On 6 March 1995 the court dismissed the company’s appeal against the enforcement order.
On the company’s repeated appeal, on 7 June 1996 the case was remitted.
Following several hearings, on 27 March 2003 the Zagreb Municipal Court accepted the company’s appeal in part and instructed it to institute civil proceedings in order to have the enforcement declared inadmissible.
The applicant appealed. No decision in this respect has been given so far.
Meanwhile, on 4 December 2002 the applicant filed a constitutional complaint concerning the length of the proceedings. On 17 October 2003 the Constitutional Court (Ustavni sud Republike Hrvatske) declared the applicant’s complaint inadmissible because the first instance court had meanwhile decided the case.
The applicant complains under Article 6 § 1 of the Convention about the length of the enforcement proceedings. She also complains under Article 13 of the Convention that she had no effective remedy at her disposal in respect of her length complaint.
On 14 July 2005 the applicant’s representative informed the Court that the parties had reached a settlement whereby the applicant waived any further claims against Croatia in respect of the facts of the present application.
By letter of 12 September 2005 the Government informed the Court that they accepted the proposal for a friendly settlement and that the Government would pay the applicant 4,800 euros in full and final settlement of the applicant’s claim under the Convention, costs and expenses included.
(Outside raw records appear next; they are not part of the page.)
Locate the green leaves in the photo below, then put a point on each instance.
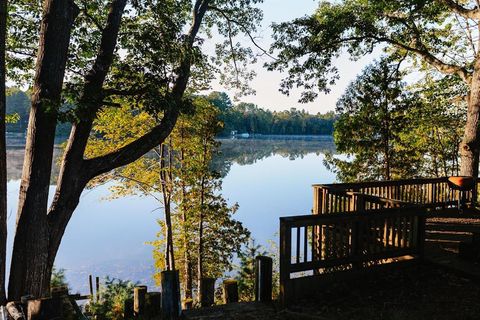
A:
(426, 31)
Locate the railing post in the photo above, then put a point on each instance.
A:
(139, 295)
(285, 260)
(170, 299)
(420, 235)
(357, 230)
(230, 291)
(317, 200)
(263, 278)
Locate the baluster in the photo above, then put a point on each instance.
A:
(298, 245)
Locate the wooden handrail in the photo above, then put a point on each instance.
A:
(313, 245)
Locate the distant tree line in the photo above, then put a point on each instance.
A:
(249, 118)
(242, 117)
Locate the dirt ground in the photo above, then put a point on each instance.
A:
(413, 292)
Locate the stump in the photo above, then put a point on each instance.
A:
(170, 283)
(45, 309)
(230, 291)
(263, 278)
(128, 309)
(207, 292)
(139, 294)
(153, 303)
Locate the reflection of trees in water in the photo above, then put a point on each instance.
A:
(249, 151)
(240, 151)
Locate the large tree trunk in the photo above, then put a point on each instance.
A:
(30, 250)
(469, 149)
(3, 154)
(74, 175)
(39, 235)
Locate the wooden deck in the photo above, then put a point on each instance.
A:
(357, 226)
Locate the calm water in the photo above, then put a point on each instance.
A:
(268, 178)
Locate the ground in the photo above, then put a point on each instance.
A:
(420, 291)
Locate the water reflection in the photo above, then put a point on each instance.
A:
(249, 151)
(268, 177)
(239, 151)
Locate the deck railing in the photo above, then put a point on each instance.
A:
(314, 245)
(431, 193)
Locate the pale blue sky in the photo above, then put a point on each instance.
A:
(267, 83)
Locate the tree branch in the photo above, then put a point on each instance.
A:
(461, 10)
(441, 66)
(158, 134)
(244, 28)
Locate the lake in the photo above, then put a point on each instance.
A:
(268, 177)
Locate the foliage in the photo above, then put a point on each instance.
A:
(58, 278)
(195, 187)
(431, 32)
(436, 126)
(371, 120)
(113, 293)
(248, 117)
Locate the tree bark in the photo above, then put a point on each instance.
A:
(3, 153)
(30, 250)
(469, 148)
(73, 176)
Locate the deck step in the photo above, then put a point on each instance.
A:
(448, 236)
(471, 228)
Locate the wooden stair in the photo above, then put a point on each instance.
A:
(449, 232)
The Court takes note of the friendly settlement reached between the parties (Article 39 of the Convention) and considers that the matter has been resolved within the meaning of Article 37 § 1 (b) of the Convention. It is satisfied that the settlement is based on respect for human rights as defined in the Convention or its Protocols (Article 37 § 1 in fine of the Convention Rule 62 § 3 of the Rules of Court). Accordingly, the application of Article 29 § 3 of the Convention to the case should be discontinued and the case struck out of the list.
For these reasons, the Court unanimously
Decides to discontinue the application of Article 29 § 3 of the Convention;
Decides to strike the application out of its list of cases.